July 31, 2008

Well, the verdict is in: Cuil has a great publicity team, but operational execution & brand damage control are clearly not strong points. 50 million queries in 48hrs is pretty impressive.

Since they raised $33M in capital, I can see them having a second shot at making Cuil cool.

So unlike the relentless bashing, I’ll go ahead and list 10 improvements that can bring this search engine back into the reckoning.

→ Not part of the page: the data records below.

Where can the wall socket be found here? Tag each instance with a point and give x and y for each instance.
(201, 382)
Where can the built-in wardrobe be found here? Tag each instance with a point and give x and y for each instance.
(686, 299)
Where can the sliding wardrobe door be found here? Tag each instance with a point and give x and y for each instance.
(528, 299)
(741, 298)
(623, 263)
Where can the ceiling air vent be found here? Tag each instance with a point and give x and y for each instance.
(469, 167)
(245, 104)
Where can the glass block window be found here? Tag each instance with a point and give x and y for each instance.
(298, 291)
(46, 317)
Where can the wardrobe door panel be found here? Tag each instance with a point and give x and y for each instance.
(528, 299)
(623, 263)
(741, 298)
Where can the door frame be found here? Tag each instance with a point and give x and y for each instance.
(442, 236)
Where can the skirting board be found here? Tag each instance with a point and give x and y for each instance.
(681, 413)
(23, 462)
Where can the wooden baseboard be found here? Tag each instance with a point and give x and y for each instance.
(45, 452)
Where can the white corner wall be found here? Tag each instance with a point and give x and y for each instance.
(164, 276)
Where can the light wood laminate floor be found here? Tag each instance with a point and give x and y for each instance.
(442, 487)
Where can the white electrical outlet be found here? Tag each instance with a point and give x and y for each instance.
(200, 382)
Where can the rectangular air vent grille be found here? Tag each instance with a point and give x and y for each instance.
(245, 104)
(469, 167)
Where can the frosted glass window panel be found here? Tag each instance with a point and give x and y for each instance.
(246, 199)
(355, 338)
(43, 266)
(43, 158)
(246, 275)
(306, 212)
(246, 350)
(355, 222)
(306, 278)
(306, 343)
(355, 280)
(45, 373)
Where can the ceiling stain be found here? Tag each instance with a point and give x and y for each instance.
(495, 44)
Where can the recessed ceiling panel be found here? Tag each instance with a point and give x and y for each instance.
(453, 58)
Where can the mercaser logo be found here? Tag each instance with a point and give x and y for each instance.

  1. If you are going to crank up the richness of these search results, you are inevitably going to crank up the complexity. Accept that as a fact and counter it by offering flexible layouts. Different prisms, same result-set, same query. Stuffing the magazine layout down everybody’s throat is not how you differentiate or breed loyalty. 2 columns vs. 3 columns is just not enough.

  2. The image matching is [NSFW] eccentric. People get some weird matches. Try a search for Mars… and for Mars.com it associates the movie DVD cover for Red Planet with it. Fix this temporarily by offering a zero thumbnail layout.

  3. Cuil seems to pride itself on giving people different” results from the big G. I would like Cuil to attempt being the first successful asynchronous search engine. Let users have the option to sign-up, post queries, and forget about them until Cuil is ready with the richest possible dataset. Email back the user when ready. Yes, that changes the search experience significantly - but i don’t think it is too much of a stretch to ask users to put in a multitude of research terms and get back a basket full of super-rich and super-matched search results. Cuil is in a hurry and I don’t know why.

  4. Get hooked into a Content Delivery Network like Akamai for your images. That should help you scale better. I assume the eccentric image association is done through some inference algorithm that decides to associate a particular image thumbnail resource from the cuil inventory to the result itself. On the bright side, it does sometimes admit defeat and give up ;)

  5. Is it too hard to have a Did you mean xxxxxxxx?” query correction feature a la G.

  6. Cuil’s crawler NEEDS to recognize and index recent events quickly. The fact that IBM plans to buy iLog still hasn’t registered with the engine. Without this capability, the index cannot build user confidence. I don’t want an engine that is oblivious to changes in the infosphere.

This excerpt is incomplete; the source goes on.